Paris, 3 juillet 1877. — Hier, M. Thiers vint me trouver et me dit : « Voulez-vous venir avec moi aujourd’hui pour causer avec Gambetta ? Il viendra à onze heures et demie. Naturellement, j’acceptai et nous allâmes. Gambetta était déjà là lorsque j’entrai dans le beau cabinet de M. Thiers. Nous nous saluâmes et prîmes place, Thiers d’un côté, moi de l’autre, Gambetta en face de nous deux. Nous parlâmes de toutes sortes de choses, de la guerre de Turquie, de l’Angleterre, etc… Puis Thiers raconta ses vieilles histoires sur Metternich, Talleyrand et Louis-Philippe. Gambetta et moi nous l’écoutions respectueusement. Je n’ai jamais vu le passé et le présent incarnés comme en ces deux hommes. Gambetta, que les vieilles histoires ont dû médiocrement intéresser, écoutait avec l’attention d’un fils et montrait le plus vif intérêt. Je profitai d’un silence pour l’interroger sur les perspectives des élections. Il affirma que depuis 1789 il n’y avait pas eu d’élections aussi graves, que la France était résolue à abattre les ennemis de la République et y réussirait… Il dit des cléricaux qu’ils n’auraient pas d’appui en France si la haute bourgeoisie n’était responsable de leurs progrès. Il est d’avis qu’il faut détruire les congrégations et expulser les jésuites. Gambetta produit une bonne impression.

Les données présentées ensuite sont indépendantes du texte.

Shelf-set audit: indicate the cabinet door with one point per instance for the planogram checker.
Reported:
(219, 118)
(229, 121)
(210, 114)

Il est poli et aimable et en même temps on reconnaît chez lui l’homme d’État énergique et résolu.

« Une politique commune de la France et de l’Allemagne contre Rome », ce sera quelques mois plus tard un des articles de l’entente secrète de Gambetta et de Bismarck[14]. Nous avons montré que le chancelier avait un intérêt majeur à ce que la France ne prît pas la tête des pays catholiques. La responsabilité de Gambetta et de Thiers est donc ici éclatante : leur complicité avec l’ennemi, inconsciente, répétons-le, mais d’autant plus instructive, n’est pas niable. L’anticléricalisme a servi l’étranger[15]. Telle est la vérité. Et Hohenlohe nous apprend lui-même, à la date du 16 avril 1876 de son Journal, que Thiers, précurseur ici encore de Gambetta, est venu lui exposer « que la communauté des intérêts dans la lutte contre l’ultramontanisme serait une garantie pour la continuation des bonnes relations entre l’Allemagne et la France ».

[14] Lettre du comte Henckel de Donnersmarck au prince de Bismarck en date du 23 décembre 1877. Voir la Correspondance du chancelier (II, aus Bismarcks Briefwechsel) et notre brochure la République de Bismarck.